Concerning the different compound feeds used, the natural carotenoid and α-tocopherol contents in the three management systems were lower than expected. Some authors [11,32] indicated that the content of natural carotenoids and α-tocopherol in feed is naturally low, possibly because during the manufacturing process, the pellet compound feed is subjected to heat, which degrades these compounds. It is precisely this lability of vitamins that justifies microencapsulation in commercial concentrates because this process protects molecules from degradation, improves stability and solubility and therefore can increase bioavailability and release, ensuring the vitamin intake of goats [14,33,34]. A study conducted in cattle [35] demonstrated that microencapsulation technology protects vitamins from different factors that decrease their bioavailability, such as ruminal hydrolysis, temperature, oxidation, interaction with other compounds in the diet or components present in the matrix.
To explain the relationship between the amount of the different compounds ingested by goats and the amount of these same compounds found in plasma and milk, some different interactions should be considered.
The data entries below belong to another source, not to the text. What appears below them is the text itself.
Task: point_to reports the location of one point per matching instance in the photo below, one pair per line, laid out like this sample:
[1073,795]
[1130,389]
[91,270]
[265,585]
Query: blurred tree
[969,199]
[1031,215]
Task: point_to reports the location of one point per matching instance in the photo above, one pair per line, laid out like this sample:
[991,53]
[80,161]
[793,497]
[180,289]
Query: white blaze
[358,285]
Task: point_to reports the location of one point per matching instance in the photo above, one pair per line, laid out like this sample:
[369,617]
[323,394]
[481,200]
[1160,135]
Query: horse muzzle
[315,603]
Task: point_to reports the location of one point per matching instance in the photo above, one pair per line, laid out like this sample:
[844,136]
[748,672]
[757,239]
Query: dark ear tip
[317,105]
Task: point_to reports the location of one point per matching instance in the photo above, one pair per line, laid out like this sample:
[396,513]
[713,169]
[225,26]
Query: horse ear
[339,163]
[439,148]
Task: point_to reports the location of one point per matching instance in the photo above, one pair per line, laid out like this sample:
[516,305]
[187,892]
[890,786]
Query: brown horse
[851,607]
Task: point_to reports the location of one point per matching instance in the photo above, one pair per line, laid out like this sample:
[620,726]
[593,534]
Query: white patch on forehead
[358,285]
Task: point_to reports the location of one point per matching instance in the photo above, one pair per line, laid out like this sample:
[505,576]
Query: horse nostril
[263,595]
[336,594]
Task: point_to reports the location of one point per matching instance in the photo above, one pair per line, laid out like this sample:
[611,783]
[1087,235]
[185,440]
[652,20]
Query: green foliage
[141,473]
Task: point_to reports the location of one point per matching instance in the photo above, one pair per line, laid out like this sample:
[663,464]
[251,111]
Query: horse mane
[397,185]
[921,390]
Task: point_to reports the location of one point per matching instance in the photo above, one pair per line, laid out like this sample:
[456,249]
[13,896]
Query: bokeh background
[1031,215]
In cows, it has been shown that between 40% and 70% of the β-carotene present in the pasture disappears in the rumen [36]. On the other hand, the intestinal values of α-tocopherol can reach 40% in primarily grain-based diets because this vitamin is oxidized in the presence of polyunsaturated and mineral fatty acids [36]. In the intestinal lumen, the absorption of β-carotene, retinol and α-tocopherol depends largely on the quantity and quality of the fat in the baseline diet [35] and is linked to the formation of micelles by the action of pancreatic lipase and bile salts [14]. The bioefficacy of β-carotene in the intestinal lumen decreases due to the presence of fiber or other carotenoids [37] and the differences in activity between species of enzymes (necessary for the transformation of β-carotene into retinol) [14,37,38] such as retinol dehydrogenase and retinol reductase (β,β-carotene 15, and 15 monooxygenase 1, CCO1). In addition, it is known that in goats, the conversion of β-carotene to retinol is more efficient than in cows [39].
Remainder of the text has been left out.